One of the oldest mail digitization services, called Earth Class Mail, integrates with Google Drive, Box, and Dropbox to upload scanned mail and with Bill.com to process invoices and payments.

"Ninety percent of our mail that we actually need, after you weed out the junk, we can digitize it and just have it in our [cloud storage] and that's good enough," says Alex Polvi, the founder and CEO of server software company CoreOS, which uses Earth Class Mail as its virtual mailroom.

CoreOS has moved offices as it's grown to its present size of about 40 employees, but it's maintained a consistent, and somewhat anonymized, mailing address thanks to Earth Class Mail.

Administrative staff can simply handle the company's mail online, storing necessary documents digitally and having packages forwarded to CoreOS's physical office address, he says.

While Oregon-based Earth Class Mail dates back to 2006, the company was acquired just last month by a new parent company created by tech investor Jonathan Siegel. The acquisition came after Earth Class Mail filed for Chapter 11 in late February, with the company's chief financial officer writing in a court filing that the company had "been in financial distress since the economic downturn in 2008."

Doug Breaker, the company's new CEO as of July 13, says the financial troubles had more to do with debt Earth Class Mail was carrying than with the underlying business model.

"The interesting thing is, the company other than some really restrictive debt they took in the last bit of funding was operating pretty profitably, and with a customer base that really loved the product," Breaker says. "So what we plan to do is to go and really invest again—to go invest in the product to make it that much more valuable for small and medium businesses and startups and companies like that."

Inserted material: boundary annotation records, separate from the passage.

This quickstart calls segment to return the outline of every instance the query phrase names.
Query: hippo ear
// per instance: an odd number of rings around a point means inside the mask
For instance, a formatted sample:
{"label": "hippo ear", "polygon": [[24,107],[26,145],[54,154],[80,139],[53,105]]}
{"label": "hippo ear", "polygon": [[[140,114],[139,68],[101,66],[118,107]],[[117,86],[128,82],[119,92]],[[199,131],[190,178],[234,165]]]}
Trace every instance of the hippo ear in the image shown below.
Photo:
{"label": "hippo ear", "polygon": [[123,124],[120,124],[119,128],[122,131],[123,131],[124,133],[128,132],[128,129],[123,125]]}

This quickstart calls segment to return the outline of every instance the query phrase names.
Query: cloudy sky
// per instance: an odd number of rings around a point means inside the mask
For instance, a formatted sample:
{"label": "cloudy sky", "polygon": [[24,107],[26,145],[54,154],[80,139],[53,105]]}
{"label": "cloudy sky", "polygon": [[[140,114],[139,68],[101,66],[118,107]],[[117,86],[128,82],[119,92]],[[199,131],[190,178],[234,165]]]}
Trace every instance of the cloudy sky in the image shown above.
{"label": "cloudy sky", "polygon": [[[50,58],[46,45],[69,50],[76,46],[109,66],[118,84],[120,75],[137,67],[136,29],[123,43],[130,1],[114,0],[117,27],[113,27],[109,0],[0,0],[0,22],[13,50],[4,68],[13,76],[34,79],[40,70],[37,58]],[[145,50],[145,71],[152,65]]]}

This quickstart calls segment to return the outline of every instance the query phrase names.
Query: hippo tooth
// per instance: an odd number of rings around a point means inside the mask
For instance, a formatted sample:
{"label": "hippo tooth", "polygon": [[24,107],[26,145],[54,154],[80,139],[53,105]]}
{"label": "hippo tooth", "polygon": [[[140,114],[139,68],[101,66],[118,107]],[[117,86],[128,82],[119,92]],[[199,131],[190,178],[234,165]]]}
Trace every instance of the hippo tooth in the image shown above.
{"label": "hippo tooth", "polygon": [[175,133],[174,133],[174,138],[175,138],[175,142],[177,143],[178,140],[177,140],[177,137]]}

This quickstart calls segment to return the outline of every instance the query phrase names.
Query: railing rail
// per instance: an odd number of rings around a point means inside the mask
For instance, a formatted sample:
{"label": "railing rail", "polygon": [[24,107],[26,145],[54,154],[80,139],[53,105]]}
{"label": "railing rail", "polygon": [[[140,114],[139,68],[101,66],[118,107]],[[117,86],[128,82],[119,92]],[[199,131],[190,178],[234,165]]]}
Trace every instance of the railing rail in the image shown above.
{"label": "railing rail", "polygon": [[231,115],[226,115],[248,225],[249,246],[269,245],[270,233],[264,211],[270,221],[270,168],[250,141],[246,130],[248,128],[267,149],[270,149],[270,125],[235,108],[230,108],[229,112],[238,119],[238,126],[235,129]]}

That'll likely mean more software integrations and auto-processing of incoming deliveries, he says.

For businesses already running their own mail operations—from office mailrooms to traditional mailbox stores—a startup called Anytime Mailbox launched in 2014 offers mail-digitization apps that can run on a standard laptop, smartphone, or tablet, letting mailroom workers snap pictures of mail, tag recipient accounts, and upload the data to the cloud.

"Our approach was, let's use existing technology," says cofounder and president Matt Going. "People are very used to taking photos with their mobile device, tagging their friends, and then uploading on social media—same kind of idea."

Going says the company has more than 100 locations currently using the service.

Thinking Outside The Post

Even the Postal Service itself is gradually moving toward a world of digital mail, with an ongoing pilot test in areas of Virginia of a program called Real Mail Notification that lets participants see digital previews of the mail they're receiving that day. The program currently emails customers images captured as part of the mail sorting process, and a Postal Service spokesperson says the agency's considering options to include additional images submitted by mail senders.

The Postal Service says it's received a positive response in Virginia and plans to expand the pilot program into New York City later this year.

"We generated a high level of engagement," Postmaster General Megan Brennan told a mailing industry conference in May. "Nine out of 10 people were checking their mobile device to see what's in their mail every day."

For his part, Earth Class Mail's Breaker says his company welcomes any competition.

"It's actually very encouraging to see others entering the space," he says. ""That's a sign that this is an important market, where others see opportunity as well."